The syndicate folks call in a professional hit man to take care of business.  Enter the mightily cool Brad Pitt.  I say that without sarcasm.  We don’t know where he came from.  We know nothing about him except that he seems to be the sanest, smartest character we’ve met so far.  He also advises the mob’s attorney/courier/negotiator, played excellently by Richard Jenkins that it’s not necessary to beat up the Liotta character because they’re just going to have him killed anyway.  Why, put the poor guy through the pain? Pitt asks.  There’s a committee, the attorney said, that wants it that way. “A committee?” Pitt asks, incredulous.  After some thugs beat Liotta mercilessly and endlessly, they conclude he is actually innocent.  But he must be killed anyway. It’s a matter of perception. Some might think he did it and got by with it. It’s crucial that the punishment me quick and severe.  The poker business is way down.  People aren’t showing up and besides, if it appears that the games are such an easy mark, every amateur thug in the area will think they can do it and the players will stay away.  That’s not good for the economy, their economy. So, some of guys are killed because they did it.  One is killed because the perception of his guilt is bad for business.

The movie, based on the highly regarded noir-novelist George V. Higgins book, Cogan’s Trade, is well put together.  The characters are well-drawn and well-acted. Pitt, Liotta and Jenkins, who should be considered for an Academy Award nomination, are joined by James Gandolfini, who, alone, is worth the price of admission as a top-notch hit man, now a dysfunctional alcoholic.  Sam Shepard plays an enforcer in this drama that was moved from Higgins’ Boston in the ‘70s to a desolate New Orleans of 2008.  Purists might object, but it works.

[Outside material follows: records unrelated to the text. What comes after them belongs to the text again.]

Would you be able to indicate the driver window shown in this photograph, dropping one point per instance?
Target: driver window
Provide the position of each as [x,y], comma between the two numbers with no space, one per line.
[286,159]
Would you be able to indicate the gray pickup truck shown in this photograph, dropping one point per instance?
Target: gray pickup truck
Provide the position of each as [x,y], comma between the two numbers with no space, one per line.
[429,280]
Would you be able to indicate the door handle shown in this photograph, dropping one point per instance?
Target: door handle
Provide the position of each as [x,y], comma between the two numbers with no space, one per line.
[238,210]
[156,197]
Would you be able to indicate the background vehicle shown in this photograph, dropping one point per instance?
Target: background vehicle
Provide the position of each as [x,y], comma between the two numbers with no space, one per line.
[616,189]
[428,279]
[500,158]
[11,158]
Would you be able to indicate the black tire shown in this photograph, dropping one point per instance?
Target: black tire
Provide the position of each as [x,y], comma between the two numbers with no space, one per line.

Andrew Dominik directed the film.

In the end, we are left at a bar where Jenkins pays off Pitt, but shorts him on the agreed amount.  The television over the bar shows President Obama talking about what it means to be an American.  Pitt’s character sarcastically predicts Obama’s standard line, we are not Republicans and Democrats, but we are one community, one country. 

“America is not a country,” Pitt tells the attorney.  “It is a business. Now I want my money.”

It’s probably not a coincidence that in an earlier film based on Higgins novel, bars play an important role.  And in this one, Friends of Eddie Coyle (1973), directed by Peter Yates, the film begins with a heist as well.  Robert Mitchum is at the top of his form as blue-collar worker in Boston, trying to support a wife and three kids with a low-paying job and questionable supplemental income from highly questionable friends.  We all know guys like this.  Basically good guys, but willing to cut some ethical corners for a quick return. Desperate times, desperate measures. But Coyle is getting too old for this.  And he knows it. That doesn’t mean he can do anything about it.  First he gets screwed by the bad guys.  Then he gets screwed by the good guys.  There’s no escape. Peter Boyle’s portrayal of a bartender who knows how to survive in a corrupt world fits right in with the low-life crowd and Steven Keats, in his first Hollywood film, is, as is said now, “spot on” as the gun runner.  Everything about this film screams authentic and is a good match for the more recent Killing Then Softly.

Though the Higgins’ books that formed the basis for these two movies are only a few years apart, there is a huge gap between films.  A third film production, Rats on Fire, had been underway, but was stopped by legal issues. 

Go see the Pitt film, stop by a local dive, have a beer.  Go home, watch Friends of Eddie Coyle with a shot of whiskey and go to bed.

Special alert — Early 2013 films that looked promising in previews:

Side Effects, directed by Steven Soderbergh, starring Jude Law, Rooney Mara, Catherine Zeta-Jones and Channing Tatum
Broken City, directed by Allen Hughes, starring Mark Wahlberg, Russell Crowe, Catherine-Zita Jones and Barry Pepper
Gangster Squad, based on the L.A. Times news series, “Tales from the Gangster Squad,” by journalist Paul Lieberman, directed by Ruben Fleischer, starring Josh Brolin, Ryan Gosling, Nick Nolte, Emma Stone and Sean Penn.